Let postcodes decide which homes are pensions means-tested: Experts

Oct 28, 2019
The concept would see the median value of homes in a given postcode used to determine what proportion of a property’s value was assessed in Centrelink’s assets test. Source: Getty.

Pensions experts have suggested using postcodes as the solution to what they say is an unfair system that allows older Australians with million-dollar houses to receive a full Age Pension.

Anthony Asher, an actuary and associate professor at the University of New South Wales, has come up with a concept that would see the median value of homes in a given postcode used to determine what proportion of a property’s value was assessed in Centrelink’s assets test.

It’s the latest in what’s likely to be a long-running series of suggestions for reforming the Australian retirement income system, amid a Treasury review that will examine the three pillars of retirement income: the pension, compulsory superannuation and voluntary savings.

While Treasurer Josh Frydenberg has already ruled out further increases to the pension age, several commentators have called on the government to carefully review the role of the family home in the Age Pension.

Centrelink’s assets test currently omits the value of applicants’ primary dwelling when assessing their wealth in order to determine what level of pension they can receive. But Asher points out that such an omission allows a single person with a $1.3 million, mortgage-free home and $260,000 in additional assets to receive a full pension. At the same time, a person who doesn’t own a home but has assets worth $785,000 – in effect, just half the wealth of the homeowner – would receive no pension at all.

“It’s hardly fair,” Asher writes in a piece published by theconversation.com. “It encourages retirees with homes to stash more and more of their assets into them in order to get the pension (and pass something valuable on to their children. Retirees with lesser assets miss out and have to rent.”

Previous reviews have suggested setting a flat cap on a property’s value – $500,000, for example – above which the value is included in the asset test. But Asher acknowledges that such a ceiling would unfairly penalise older Australians living in areas where property prices and the cost of living were higher.

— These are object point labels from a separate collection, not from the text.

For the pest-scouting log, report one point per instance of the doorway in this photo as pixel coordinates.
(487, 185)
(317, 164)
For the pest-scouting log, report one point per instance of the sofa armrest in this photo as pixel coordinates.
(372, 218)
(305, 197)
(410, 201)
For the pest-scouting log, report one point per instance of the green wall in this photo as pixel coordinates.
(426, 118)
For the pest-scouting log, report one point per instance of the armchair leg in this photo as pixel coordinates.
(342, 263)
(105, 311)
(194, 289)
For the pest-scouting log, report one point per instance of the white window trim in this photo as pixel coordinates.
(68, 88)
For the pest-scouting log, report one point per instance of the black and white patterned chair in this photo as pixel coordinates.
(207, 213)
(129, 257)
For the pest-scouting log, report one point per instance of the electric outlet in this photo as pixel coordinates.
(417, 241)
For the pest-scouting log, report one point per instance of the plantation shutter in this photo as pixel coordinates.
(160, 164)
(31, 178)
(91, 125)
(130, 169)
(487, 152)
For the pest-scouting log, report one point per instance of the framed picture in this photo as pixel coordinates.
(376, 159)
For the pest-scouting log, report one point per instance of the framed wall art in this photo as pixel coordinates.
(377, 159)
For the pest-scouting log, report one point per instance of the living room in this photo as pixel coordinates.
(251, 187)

Instead, in a paper he and fellow actual Colin Grenfell wrote for the Institute of Actuaries, Asher suggests using the median value of homes in each postcode as the ceiling, because that would mean only people who owned homes that were more valuable than the norm in their area were impacted, and only by the proportion of their home’s value that was above the norm.

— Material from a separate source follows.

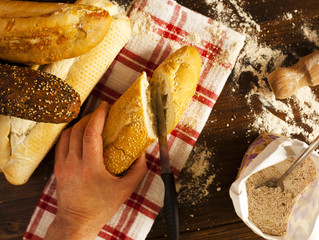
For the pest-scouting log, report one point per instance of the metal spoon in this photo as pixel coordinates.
(278, 182)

“It’s key selling point is that it wouldn’t threaten homeowners with values at and below the average for their area,” Asher adds.

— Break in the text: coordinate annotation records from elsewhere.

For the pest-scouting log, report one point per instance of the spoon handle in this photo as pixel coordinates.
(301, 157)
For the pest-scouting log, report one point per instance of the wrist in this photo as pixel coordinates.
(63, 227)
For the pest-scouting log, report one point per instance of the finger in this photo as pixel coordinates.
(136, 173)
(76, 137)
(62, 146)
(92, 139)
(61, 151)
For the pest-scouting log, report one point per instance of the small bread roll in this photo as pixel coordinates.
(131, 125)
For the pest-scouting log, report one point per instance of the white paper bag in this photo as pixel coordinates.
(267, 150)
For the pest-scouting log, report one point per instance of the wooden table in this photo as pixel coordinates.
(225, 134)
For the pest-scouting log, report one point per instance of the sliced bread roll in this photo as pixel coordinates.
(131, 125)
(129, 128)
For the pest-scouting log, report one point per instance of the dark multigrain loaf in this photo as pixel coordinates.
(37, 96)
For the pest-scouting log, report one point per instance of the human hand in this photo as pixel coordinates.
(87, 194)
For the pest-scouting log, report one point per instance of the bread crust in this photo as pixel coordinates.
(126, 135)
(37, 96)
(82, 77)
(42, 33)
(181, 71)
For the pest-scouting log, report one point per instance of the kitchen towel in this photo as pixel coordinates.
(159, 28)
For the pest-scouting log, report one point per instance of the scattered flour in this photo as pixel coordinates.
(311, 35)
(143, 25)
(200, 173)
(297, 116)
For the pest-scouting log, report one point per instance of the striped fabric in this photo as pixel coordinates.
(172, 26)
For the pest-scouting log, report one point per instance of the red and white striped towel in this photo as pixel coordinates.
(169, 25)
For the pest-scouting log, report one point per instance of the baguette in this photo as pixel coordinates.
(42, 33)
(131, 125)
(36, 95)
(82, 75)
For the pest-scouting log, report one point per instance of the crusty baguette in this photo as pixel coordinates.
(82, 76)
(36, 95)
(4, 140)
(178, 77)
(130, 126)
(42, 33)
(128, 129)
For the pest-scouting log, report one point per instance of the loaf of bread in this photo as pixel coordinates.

The prospect that any of the value of the family home may be included in the assets test is likely to be unwelcome news for many Starts at 60 community members though, who say that they went without luxuries to repay their mortgage – and that retirees without a home could have done the same.

“Every renter I know – without exception – had a higher income than my husband and I and more than adequate opportunity to pay off a home,” a reader with the username annie commented on a recent story on the Starts at 60 site.

“They chose to spend more freely instead. Now they get handouts from the taxpayer because of that spending, while we are threatened with punishment for going without a great deal to pay off a mortgage,” annie added, in reference to Rent Assistance some pensioners receive on top of their pension payments.

But another community member, Jezemeg8, pointed out that she had raised her children without support from their father, while working in the low-paid care sector, so was unable to afford a property.

“Please do not judge those who have never owned their own homes so harshly,” Jezemeg8 commented. “There are many of us who would have loved to have earned enough to have money to save.”

Some community members noted that owning a home came with substantial expenses, including maintenance and rates payments, which meant it was unfair to view renting as a cost but home ownership as no-cost.

Others said they had already given up their large family home, instead downsizing to free up equity with which to create a private retirement income – so having their new, smaller home means-tested would be a further blow.

“I accept it is a very hard call to put in a system that appears to be equitable for all but find it hard also to accept that one can be penalised for seemingly doing the ‘right’ thing,” jbee101 concluded.